Table 13 Comparison of the number of heads for two coins#
Sequences	Observed Heads (Coin 1)	Observed Heads (Coin 2)	Chance Error (Coin 1-Coin 2)	\[\mathbb{P}(\text{Sequences})\]
HH-HH	2	2	0	1/16
HH-HT	2	1	1	1/16
HH-TH	2	1	1	1/16
HH-TT	2	0	2	1/16
HT-HH	1	2	-1	1/16
HT-HT	1	1	0	1/16
HT-TH	1	1	0	1/16
HT-TT	1	0	1	1/16
TH-HH	1	2	-1	1/16
TH-HT	1	1	0	1/16
TH-TH	1	1	0	1/16
TH-TT	1	0	1	1/16
TT-HH	0	2	-2	1/16
TT-HT	0	1	-1	1/16
TT-TH	0	1	-1	1/16
TT-TT	0	0	0	1/16

The table and calculations above are for two sums. For the proportion of heads, everything would be divided by two, because \(n=2\). The resulting SD is \(\frac{1}{2}\). This is the SE for the difference of the proportions if we were to assume that \(p_1=p_2 = \frac{1}{2}\) and that the coin flip outcomes are independent. Compare this to the chance error from counting the number of heads from flipping a single fair coin twice. In that case, the possible chance errors would be -1, 0, 0, and 1 and the SE for the proportion would be \(\frac{1}{2\sqrt{2}}\).

The Formula#

For the proportion of heads, everything would be divided by two, because \(n=2\). The resulting SD is \(\frac{1}{2}\). This is the SE for the difference of the proportions, \(p_1-p_2\), if we were to assume that \(p_1=p_2 = \frac{1}{2}\) and that the coin flip outcomes are independent. Compare this to the chance error from counting the number of heads from flipping a single fair coin twice. In that case, the possible chance errors would be -1, 0, 0, and 1 and the SE for the proportion would be \(\frac{1}{2\sqrt{2}}\).

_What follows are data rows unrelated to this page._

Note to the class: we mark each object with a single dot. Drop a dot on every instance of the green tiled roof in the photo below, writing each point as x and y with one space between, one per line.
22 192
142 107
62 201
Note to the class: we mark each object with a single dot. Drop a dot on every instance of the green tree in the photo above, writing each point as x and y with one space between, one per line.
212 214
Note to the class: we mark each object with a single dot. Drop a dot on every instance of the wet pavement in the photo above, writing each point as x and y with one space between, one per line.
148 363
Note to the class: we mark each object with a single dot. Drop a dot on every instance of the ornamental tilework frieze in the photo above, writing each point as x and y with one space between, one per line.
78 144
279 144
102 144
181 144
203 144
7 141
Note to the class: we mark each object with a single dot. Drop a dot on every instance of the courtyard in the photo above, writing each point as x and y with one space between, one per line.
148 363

The standard error for the difference of two independent quantities is \(\sqrt{a^2 + b^2}\), where \(a\) and \(b\) are the SEs for the first and second quantities.

Aside: You might note the similarities to the Pythagorean Theorem, coming from the similarity between the SD formula and the formula for Euclidean distance.[1] The side of the triangle, or vector, corresponds to the random quantity and the length of the side is the SE (not to be confused with the value of the random quantity which does not appear in the triangle).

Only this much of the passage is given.